Durante su intervención, el mandatario hizo hincapié en el “gran simbolismo” que representa que un evento de esta envergadura tenga como sede la Triple Frontera, un punto geográfico que por mucho tiempo fue sinónimo de delincuencia organizada, criminalidad y oscuridad.
“Hoy día, sin embargo, se han hecho grandes esfuerzos para que esta zona tenga otro rostro, otra imagen, otra realidad”, aseveró el jefe de Estado. Asimismo, destacó que la actual coordinación entre los sistemas de justicia de los países vecinos lanza un claro mensaje a la comunidad internacional: el combate al crimen organizado en esta zona se está tomando en serio.
“Para el Paraguay es un honor y, al mismo tiempo, una alta responsabilidad ser sede de estos encuentros internacionales. Es un poderoso símbolo de confianza en nuestro país y lo aceptamos honrosamente”, puntualizó el presidente, instando a las delegaciones presentes a no ceder terreno ante los grupos criminales. “Nuestros países, nuestros territorios, ya no son espacios de debilidad para la delincuencia organizada”, sentenció.

Institucionalizar la coordinación
Por su parte, el titular del Ministerio Público de nuestro país, Emiliano Rolón, aprovechó la vidriera internacional para hacer un llamado a la acción. Sostuvo que estas cumbres no deben quedar solo en discursos, sino representar una oportunidad real para proyectar acciones que deriven en una justicia más eficaz, integrada y cercana a la gente.
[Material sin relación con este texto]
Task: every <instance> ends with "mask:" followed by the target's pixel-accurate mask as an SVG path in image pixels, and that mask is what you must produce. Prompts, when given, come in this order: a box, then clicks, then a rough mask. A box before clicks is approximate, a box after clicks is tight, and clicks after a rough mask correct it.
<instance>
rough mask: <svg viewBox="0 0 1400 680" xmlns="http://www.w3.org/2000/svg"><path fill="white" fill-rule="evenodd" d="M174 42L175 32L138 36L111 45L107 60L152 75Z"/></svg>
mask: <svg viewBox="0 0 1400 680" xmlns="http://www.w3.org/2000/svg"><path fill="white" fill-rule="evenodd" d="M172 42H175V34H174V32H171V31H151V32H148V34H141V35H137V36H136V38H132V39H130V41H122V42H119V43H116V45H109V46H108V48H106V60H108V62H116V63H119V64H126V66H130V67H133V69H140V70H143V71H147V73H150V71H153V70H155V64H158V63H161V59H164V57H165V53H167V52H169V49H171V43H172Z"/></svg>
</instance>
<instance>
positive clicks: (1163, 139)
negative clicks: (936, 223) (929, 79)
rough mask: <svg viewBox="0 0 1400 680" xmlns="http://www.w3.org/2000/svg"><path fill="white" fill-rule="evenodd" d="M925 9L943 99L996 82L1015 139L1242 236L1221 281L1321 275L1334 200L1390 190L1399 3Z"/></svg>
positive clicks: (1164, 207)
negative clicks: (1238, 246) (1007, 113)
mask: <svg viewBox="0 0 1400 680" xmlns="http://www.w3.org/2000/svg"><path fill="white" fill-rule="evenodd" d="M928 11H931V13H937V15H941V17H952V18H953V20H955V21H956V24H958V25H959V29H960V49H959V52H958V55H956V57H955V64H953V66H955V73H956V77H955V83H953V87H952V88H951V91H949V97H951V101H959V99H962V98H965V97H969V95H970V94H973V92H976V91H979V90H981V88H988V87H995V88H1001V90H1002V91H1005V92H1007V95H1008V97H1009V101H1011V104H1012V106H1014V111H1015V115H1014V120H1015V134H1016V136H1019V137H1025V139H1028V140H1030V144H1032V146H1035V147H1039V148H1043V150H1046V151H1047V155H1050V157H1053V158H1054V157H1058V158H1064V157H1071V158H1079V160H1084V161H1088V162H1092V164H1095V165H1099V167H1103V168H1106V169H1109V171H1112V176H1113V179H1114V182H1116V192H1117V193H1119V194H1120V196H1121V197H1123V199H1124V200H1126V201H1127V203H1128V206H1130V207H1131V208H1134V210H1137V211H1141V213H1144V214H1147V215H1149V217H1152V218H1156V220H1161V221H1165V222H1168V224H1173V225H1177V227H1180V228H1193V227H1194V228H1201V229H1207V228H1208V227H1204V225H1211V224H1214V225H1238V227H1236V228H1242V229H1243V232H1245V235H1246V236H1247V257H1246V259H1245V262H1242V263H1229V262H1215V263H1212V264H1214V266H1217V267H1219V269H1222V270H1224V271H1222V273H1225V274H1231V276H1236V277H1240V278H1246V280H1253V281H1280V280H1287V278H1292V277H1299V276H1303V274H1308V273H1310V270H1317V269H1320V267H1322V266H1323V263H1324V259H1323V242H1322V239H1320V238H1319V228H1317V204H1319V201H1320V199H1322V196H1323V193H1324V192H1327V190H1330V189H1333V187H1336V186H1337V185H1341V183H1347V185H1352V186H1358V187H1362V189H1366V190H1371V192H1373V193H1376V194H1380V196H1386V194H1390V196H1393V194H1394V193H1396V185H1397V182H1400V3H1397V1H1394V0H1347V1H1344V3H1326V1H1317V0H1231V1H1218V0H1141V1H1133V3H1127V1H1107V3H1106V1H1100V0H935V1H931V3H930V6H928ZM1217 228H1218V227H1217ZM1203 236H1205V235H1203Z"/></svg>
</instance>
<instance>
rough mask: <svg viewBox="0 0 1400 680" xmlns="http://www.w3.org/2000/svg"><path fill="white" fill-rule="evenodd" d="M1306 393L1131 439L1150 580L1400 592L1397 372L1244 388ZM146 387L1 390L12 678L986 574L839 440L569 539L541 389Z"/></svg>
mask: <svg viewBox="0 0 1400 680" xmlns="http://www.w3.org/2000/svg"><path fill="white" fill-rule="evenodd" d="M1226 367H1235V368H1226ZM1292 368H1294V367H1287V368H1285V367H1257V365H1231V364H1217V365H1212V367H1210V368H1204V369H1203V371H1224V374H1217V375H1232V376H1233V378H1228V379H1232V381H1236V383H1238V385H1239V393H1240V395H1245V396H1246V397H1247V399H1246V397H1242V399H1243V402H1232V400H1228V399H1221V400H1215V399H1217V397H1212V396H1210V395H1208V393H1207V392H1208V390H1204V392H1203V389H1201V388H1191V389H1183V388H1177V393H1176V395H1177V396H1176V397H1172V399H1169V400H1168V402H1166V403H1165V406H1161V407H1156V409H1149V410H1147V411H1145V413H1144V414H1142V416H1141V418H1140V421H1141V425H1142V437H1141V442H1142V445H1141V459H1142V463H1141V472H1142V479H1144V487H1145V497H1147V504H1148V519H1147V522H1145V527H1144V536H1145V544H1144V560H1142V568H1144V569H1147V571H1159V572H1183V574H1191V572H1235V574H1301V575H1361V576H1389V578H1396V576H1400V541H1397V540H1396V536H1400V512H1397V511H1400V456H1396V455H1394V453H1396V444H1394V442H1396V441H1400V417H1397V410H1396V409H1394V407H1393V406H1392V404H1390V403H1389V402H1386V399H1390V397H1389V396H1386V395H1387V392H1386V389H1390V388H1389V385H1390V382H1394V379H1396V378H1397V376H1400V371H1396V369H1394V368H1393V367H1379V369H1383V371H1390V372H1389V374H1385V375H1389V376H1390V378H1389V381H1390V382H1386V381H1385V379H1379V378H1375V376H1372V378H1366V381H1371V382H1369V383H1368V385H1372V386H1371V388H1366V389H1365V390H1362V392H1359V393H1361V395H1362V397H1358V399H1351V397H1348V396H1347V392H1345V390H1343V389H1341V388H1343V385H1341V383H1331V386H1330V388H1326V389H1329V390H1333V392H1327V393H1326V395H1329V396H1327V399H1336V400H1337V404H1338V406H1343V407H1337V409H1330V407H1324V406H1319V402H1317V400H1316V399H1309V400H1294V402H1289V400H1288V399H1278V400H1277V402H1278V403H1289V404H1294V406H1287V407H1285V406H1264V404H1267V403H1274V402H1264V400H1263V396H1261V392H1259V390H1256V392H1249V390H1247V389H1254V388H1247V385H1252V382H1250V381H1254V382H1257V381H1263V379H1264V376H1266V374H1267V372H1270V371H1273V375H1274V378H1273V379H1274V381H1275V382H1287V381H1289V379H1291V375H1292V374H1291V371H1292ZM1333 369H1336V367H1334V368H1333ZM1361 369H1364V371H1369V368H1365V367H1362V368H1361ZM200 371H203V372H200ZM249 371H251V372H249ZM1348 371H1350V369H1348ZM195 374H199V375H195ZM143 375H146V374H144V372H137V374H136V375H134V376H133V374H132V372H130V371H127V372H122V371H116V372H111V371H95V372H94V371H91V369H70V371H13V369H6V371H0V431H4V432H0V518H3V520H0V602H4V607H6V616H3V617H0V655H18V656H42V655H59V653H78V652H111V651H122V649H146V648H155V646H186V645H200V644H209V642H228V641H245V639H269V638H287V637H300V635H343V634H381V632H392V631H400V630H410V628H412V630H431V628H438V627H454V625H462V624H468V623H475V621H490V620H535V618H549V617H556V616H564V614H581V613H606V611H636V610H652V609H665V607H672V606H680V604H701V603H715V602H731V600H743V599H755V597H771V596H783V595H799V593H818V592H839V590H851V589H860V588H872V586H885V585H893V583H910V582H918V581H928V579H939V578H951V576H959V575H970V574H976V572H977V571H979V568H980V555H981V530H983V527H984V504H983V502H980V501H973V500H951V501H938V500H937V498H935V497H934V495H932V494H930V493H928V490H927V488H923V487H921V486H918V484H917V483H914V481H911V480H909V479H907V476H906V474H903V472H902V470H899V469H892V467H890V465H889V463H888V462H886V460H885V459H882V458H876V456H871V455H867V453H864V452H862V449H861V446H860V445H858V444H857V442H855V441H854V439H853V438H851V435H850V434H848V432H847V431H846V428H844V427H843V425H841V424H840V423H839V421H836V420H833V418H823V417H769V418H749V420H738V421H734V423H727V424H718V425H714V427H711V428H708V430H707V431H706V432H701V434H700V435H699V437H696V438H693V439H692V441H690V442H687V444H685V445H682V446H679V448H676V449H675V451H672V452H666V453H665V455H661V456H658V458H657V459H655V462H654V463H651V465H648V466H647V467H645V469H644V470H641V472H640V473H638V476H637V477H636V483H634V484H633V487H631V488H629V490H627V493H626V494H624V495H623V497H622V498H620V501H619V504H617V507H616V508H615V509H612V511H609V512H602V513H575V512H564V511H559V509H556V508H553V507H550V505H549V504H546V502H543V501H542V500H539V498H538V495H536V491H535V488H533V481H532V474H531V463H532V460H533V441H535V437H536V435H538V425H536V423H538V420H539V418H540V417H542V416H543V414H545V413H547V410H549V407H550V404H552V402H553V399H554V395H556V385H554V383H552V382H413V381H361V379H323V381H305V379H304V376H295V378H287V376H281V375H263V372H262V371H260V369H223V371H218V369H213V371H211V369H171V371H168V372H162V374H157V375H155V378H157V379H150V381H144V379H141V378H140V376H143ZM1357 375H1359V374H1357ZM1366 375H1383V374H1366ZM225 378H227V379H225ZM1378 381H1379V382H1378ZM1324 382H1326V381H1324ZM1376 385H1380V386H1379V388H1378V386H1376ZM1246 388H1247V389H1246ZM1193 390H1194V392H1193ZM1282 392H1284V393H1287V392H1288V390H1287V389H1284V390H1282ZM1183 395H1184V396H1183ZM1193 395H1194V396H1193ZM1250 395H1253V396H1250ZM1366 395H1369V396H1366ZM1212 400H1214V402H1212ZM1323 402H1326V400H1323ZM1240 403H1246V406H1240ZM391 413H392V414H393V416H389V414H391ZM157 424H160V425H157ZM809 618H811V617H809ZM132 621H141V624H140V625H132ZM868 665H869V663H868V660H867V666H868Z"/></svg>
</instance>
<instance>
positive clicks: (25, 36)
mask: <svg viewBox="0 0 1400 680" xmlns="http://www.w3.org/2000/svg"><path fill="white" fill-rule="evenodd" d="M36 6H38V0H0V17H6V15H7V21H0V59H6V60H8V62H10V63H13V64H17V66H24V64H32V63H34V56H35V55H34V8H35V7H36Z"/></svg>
El Fiscal General fue categórico al señalar que las buenas intenciones no bastan. “Sostenemos que la construcción de respuestas verdaderamente efectivas exige no solo voluntad política, sino también la institucionalización de mecanismos de coordinación, el fortalecimiento de capacidades operativas, y la adopción de estándares comunes”, explicó.
Finalmente, Rolón remarcó que las estructuras criminales transnacionales solo podrán ser enfrentadas con éxito «a través de un trabajo articulado, continuo y sustentado en la confianza recíproca, la corresponsabilidad y el intercambio oportuno de información» entre todas las naciones involucradas.